500 Native American boarding school deaths found so far. Haitian refugee boat capsizes near Puerto Rico. North Korea’s first COVID outbreak.
Probe identifies 500 Native American boarding school deaths so far
Last June, Interior Secretary Deb Haaland announced a federal probe of Native American boarding schools that operated in the US from the early 19th century to the mid-20th century. The purpose of these institutions was to forcibly assimilate the children of Native American tribes into white, Christian culture.
These state-sponsored programs forcibly deported children from their tribal lands to attend these schools, often far away from their families. Children at the schools were forbidden to speak their native languages and suffered immense hardship and abuse. Native scholars say that the cruelties that children endured in these schools have left a lasting mark on Native American communities, creating a generational legacy of poverty, marginalization, mental health issues, and substance abuse.
However, many of the children never came home. One of the objectives of this probe is to identify children who died at these schools, locate their graves, and repatriate their remains to their tribes if possible. So far, the investigation has identified 403 assimilation schools that operated in 37 states or territories. The records of 20 of those schools have thus far been carefully studied, pointing to at least 500 children who died in their care. Researchers expect that the final number may be in the thousands or even tens of thousands. Common causes of death were disease, abuse, and accidental injuries.
At least 11 dead after migrant boat capsizes near Puerto Rico
Yesterday, a boat carrying an unknown number of Haitian migrants capsized in the waters off Desecheo Island near Puerto Rico. An ongoing US Coast Guard rescue operation has so far located 38 survivors, while 11 people have been confirmed dead.
In recent months, Haitians have been making desperate and dangerous attempts to flee poverty, gang violence, and political unrest in their country. Many have resorted to boarding unseaworthy and overcrowded boats in a bid to reach US waters. Less than a week ago, the US Coast Guard and Dominican Navy rescued 68 people in the Mona Passage, a stretch of ocean between Puerto Rico and Hispaniola (the island shared by Haiti and the Dominican Republic). Back in March, a boat carrying 300 Haitian migrants ran aground in the Florida Keys.

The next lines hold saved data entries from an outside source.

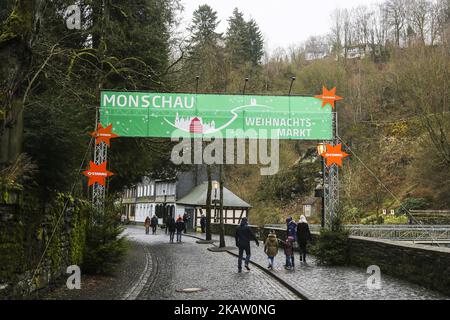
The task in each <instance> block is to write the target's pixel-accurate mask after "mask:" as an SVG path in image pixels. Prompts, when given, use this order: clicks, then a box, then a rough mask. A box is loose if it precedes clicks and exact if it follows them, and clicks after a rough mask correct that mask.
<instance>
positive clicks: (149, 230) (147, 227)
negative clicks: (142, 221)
mask: <svg viewBox="0 0 450 320" xmlns="http://www.w3.org/2000/svg"><path fill="white" fill-rule="evenodd" d="M150 225H151V222H150V217H147V218H145V222H144V227H145V234H149V232H150Z"/></svg>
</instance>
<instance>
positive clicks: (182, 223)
mask: <svg viewBox="0 0 450 320" xmlns="http://www.w3.org/2000/svg"><path fill="white" fill-rule="evenodd" d="M185 227H186V226H185V224H184V221H183V218H182V217H178V219H177V223H176V229H177V242H181V234H182V232H183V231H184V228H185Z"/></svg>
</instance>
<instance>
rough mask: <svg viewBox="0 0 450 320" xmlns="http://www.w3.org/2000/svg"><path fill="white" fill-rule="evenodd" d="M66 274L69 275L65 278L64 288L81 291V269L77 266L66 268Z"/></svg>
mask: <svg viewBox="0 0 450 320" xmlns="http://www.w3.org/2000/svg"><path fill="white" fill-rule="evenodd" d="M66 273H67V274H70V276H69V278H67V281H66V286H67V289H69V290H75V289H76V290H80V289H81V269H80V267H79V266H77V265H72V266H68V267H67V270H66Z"/></svg>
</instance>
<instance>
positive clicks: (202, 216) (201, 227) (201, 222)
mask: <svg viewBox="0 0 450 320" xmlns="http://www.w3.org/2000/svg"><path fill="white" fill-rule="evenodd" d="M200 227H201V228H202V233H205V232H206V216H205V215H204V214H202V217H201V218H200Z"/></svg>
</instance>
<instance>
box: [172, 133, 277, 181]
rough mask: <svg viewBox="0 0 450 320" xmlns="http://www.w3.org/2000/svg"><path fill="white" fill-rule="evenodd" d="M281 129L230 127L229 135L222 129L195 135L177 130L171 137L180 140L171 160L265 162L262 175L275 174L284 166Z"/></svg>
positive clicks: (208, 162) (217, 161)
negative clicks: (281, 154) (235, 128)
mask: <svg viewBox="0 0 450 320" xmlns="http://www.w3.org/2000/svg"><path fill="white" fill-rule="evenodd" d="M278 133H279V131H278V130H270V131H269V130H265V129H261V130H258V131H256V130H253V129H251V130H246V131H244V130H231V129H228V130H226V133H225V137H226V138H224V137H223V135H222V134H221V133H220V132H217V133H214V134H212V135H208V136H204V137H199V138H192V137H186V136H185V135H186V134H185V133H183V132H182V131H179V130H176V131H174V132H173V134H172V139H171V140H172V142H178V144H176V145H175V146H174V148H173V149H172V154H171V160H172V162H173V163H174V164H176V165H181V164H207V165H214V164H238V165H244V164H250V165H261V166H264V167H262V168H261V169H260V172H261V175H263V176H269V175H275V174H277V173H278V171H279V168H280V160H279V159H280V158H279V156H280V146H279V139H277V137H278ZM247 146H248V148H247ZM247 158H248V159H247ZM247 160H248V161H247Z"/></svg>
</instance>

North Korea reports its first COVID outbreak
North Korea has reported is first COVID cases and deaths. According to the Korean Central News Agency, North Korea’s official broadcaster, 6 people have died so far. Since late April, KCNA reports that 350,000 people have been treated for fever, of which 162,000 have recovered.
Since the country is lacking in COVID-19 testing kits and other medical equipment, it’s impossible to reliably estimate how many North Koreans may have been infected. Scientists have been able to confirm that omicron variant is responsible. Outside experts fear that COVID could be especially deadly in North Korea since many of its people are unvaccinated and malnourished.
Over two years ago, North Korea closed its borders tightly in hopes of shutting out the disease. This has made it difficult to obtain aid from China, North Korea’s western neighbor and closest political ally. The loss of outside aid and a poor harvest have led to widespread food shortages in the country.
North Korea’s leadership has also refused offers of Chinese vaccines. Some have speculated that this may have been due to concerns over their effectiveness.